Le Cameroun s’apprête à tester l’appétit des marchés pour la finance durable avec une opération d’environ 692 millions de dollars, soit 400 milliards de FCFA, à composante environnementale, sociale et de gouvernance (ESG).
Les informations diffusées par Financial Afrik, Demain Afrique et NotreAfrik convergent sur le montant et l’implication de Matha Capital, bien que la forme de l’opération – prêt ou émission – soit encore débattue.
Un prêt à composante ESG, pas une émission obligataire
La note de conjoncture mensuelle de la Caisse autonome d’amortissement (CAA) du 27 juillet 2026 évoque un prêt de 400 milliards de FCFA, et non une émission, précise NotreAfrik.

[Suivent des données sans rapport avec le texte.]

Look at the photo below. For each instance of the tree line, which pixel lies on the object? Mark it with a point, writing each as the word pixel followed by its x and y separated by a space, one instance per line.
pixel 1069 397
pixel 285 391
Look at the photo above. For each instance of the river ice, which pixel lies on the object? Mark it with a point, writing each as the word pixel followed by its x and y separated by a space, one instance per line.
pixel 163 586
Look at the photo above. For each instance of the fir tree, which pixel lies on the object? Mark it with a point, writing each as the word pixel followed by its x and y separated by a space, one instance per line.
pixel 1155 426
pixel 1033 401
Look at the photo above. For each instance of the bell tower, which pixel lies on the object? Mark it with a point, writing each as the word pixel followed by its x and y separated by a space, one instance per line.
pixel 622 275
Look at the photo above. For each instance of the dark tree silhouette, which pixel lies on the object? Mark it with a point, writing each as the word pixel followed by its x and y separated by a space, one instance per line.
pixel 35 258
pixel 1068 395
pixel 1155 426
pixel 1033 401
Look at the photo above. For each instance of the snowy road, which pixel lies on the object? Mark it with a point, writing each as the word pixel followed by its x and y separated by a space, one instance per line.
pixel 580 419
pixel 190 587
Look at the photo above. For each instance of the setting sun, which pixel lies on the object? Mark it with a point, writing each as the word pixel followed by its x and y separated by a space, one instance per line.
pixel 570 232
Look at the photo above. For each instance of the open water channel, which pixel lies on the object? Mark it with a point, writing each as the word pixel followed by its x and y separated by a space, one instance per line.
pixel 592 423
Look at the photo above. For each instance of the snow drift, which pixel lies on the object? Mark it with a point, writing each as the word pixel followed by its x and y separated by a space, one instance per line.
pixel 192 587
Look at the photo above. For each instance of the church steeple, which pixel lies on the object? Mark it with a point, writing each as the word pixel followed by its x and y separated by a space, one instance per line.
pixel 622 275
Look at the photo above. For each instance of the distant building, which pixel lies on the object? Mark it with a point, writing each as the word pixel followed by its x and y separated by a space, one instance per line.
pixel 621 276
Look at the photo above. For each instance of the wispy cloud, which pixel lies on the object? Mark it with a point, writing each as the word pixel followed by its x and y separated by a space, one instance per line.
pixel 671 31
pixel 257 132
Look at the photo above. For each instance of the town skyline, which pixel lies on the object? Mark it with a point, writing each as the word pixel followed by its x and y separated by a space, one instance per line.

Cette distinction est cruciale : un prêt ESG engage l’emprunteur sur l’usage des fonds et le reporting, tandis qu’une émission obligataire implique un placement direct sur les marchés de capitaux.
Un consortium de partenaires pour sécuriser l’opération
Le montage implique Matha Capital, la Banque africaine de développement (BAD), l’African Trade & Investment Development Insurance (ATIDI) et l’Africa Finance Corporation (AFC), selon NotreAfrik.
La présence de ces institutions vise à apporter une garantie de crédit et à rassurer les investisseurs sur la gouvernance du projet, un élément crucial pour le ‘G’ de l’ESG.
Le risque politique, obstacle majeur
Financial Afrik souligne que le risque politique constitue un obstacle potentiel important à la réalisation de cette opération, dans un contexte où l’absence prolongée du président Paul Biya alimente les interrogations.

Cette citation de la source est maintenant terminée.